Chaque seconde, chaque minute, chaque heure avec elle n’avait jamais eu de temps. L’horloge s’était arrêtée. Ses aiguilles, disparues. Seul le ciel dégradait du clair au foncé mais ton unique repère était la créature reposant dans tes bras quand tu faisais mine de dormir, que le contact de sa peau t’en empêchait.

Tu ne l’avais pas cherché. Tu l’attendais. Passant d’une fille à l’autre, t’engageant parfois. Tu avais la conviction qu’au détour d’une rue ou dans un quelconque bar tu ferais sa connaissance. Loin de la simplicité de la rencontre que tu avais songé, elle posa un pied dans ta vie. Tu attrapas sa main et la tiras pour l’y admettre toute entière. Elle était mystérieuse mais pas secrète. Singulière mais passe-partout. Elle aimait se maquiller, se déguiser, être quelqu’un d’autre. Chaque instant à ses côtés était une découverte. C’était une enfant qui explorait le monde, se réjouissait de futilités auxquelles tu n’avais jamais prêté attention. Chaque occasion était bonne pour tromper l’ennui.

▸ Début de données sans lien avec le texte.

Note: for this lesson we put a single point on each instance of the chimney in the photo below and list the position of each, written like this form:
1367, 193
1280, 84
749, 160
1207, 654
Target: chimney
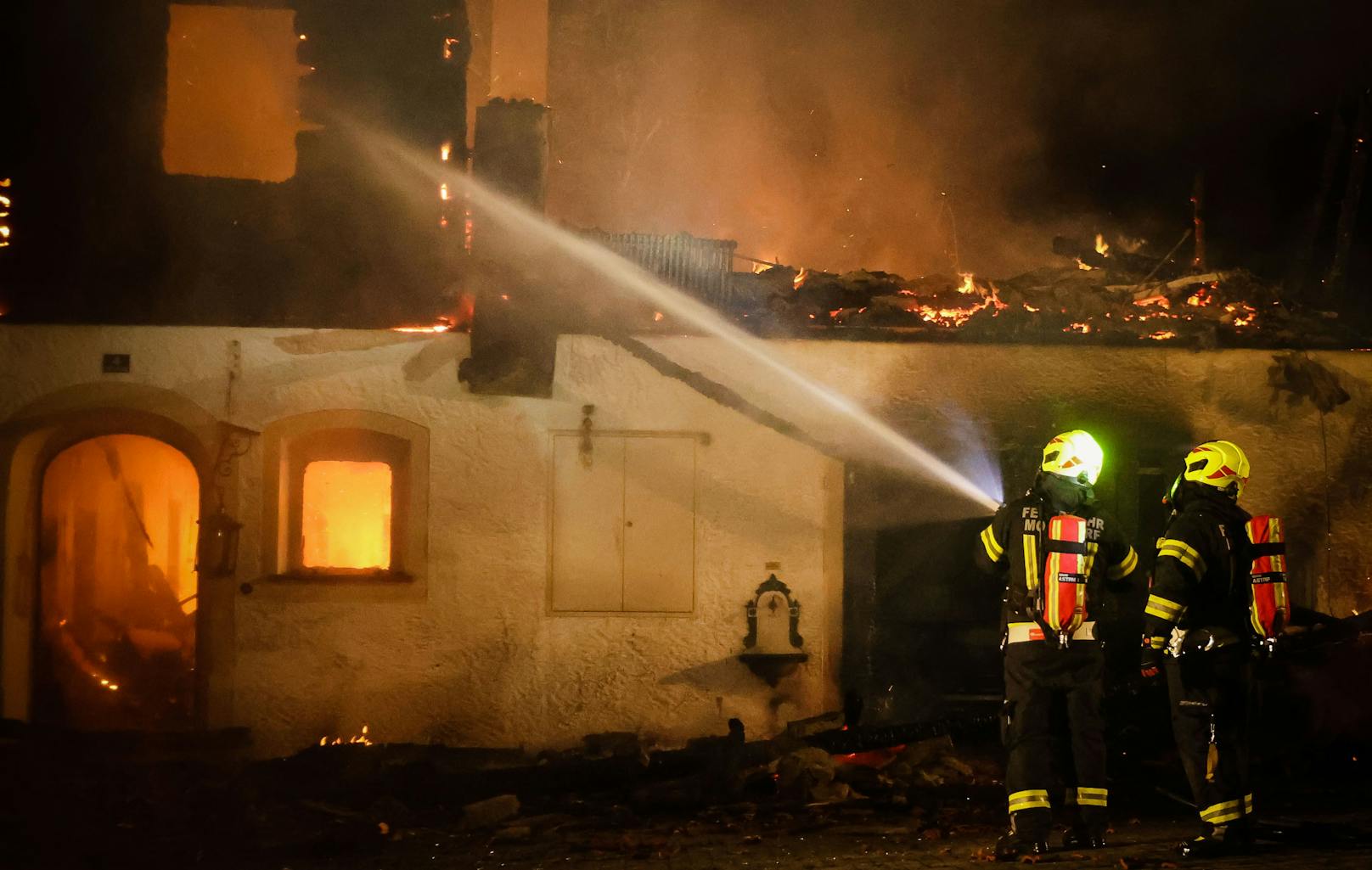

Tu établissais toutes sortes de stratagèmes pour la fasciner, l’éblouir, la faire rire, lui donner envie de rester. Elle te rappelait les oiseaux qui passent de nid en nid, migrent de villes en pays au gré des saisons. Tu savais qu’à l’automne, elle prendrait le sud. Que tu n’étais pas sa destination finale.

Tu te relèves difficilement, prends appui sur ce que tes doigts trouvent. Eclairé uniquement par la lune. Tu tournes la poignée de ta fenêtre et appuie tes avants bras sur le rebord frais. Ta tête pend contre ta poitrine. Poussant le drame à son paroxysme, tu veux le vivre entièrement. Ton intestin, ton foie, ton estomac semblent se tordre à l’intérieur de toi. C’est dans ces moments que tu te sens le plus vivant. Chaque nerf, ligament se tend, ces contractions musculaires te torturent. Mais il vaut mieux ça que le vide. Il vaut mieux ça que l’anesthésie. Tes veines s’échappent de ton cou. Ta bouche puis ton front se déforment. Tu pourrais te soulager mais tu crains le néant.

Que te restera-t-il d’elle ?

C’est une bombe prête à exploser qui attend ton accord. Tu gémis, pleures, mais ne lâches pas. Ton tourment siège et grossi dans tes entrailles. Abandonne. Cris, hurle, braille, gueule, rugis, cogne les murs. Vomis cette haine. Crache cette abomination. Déverse ta peine. Laisse ça sortir. Laisse-la partir.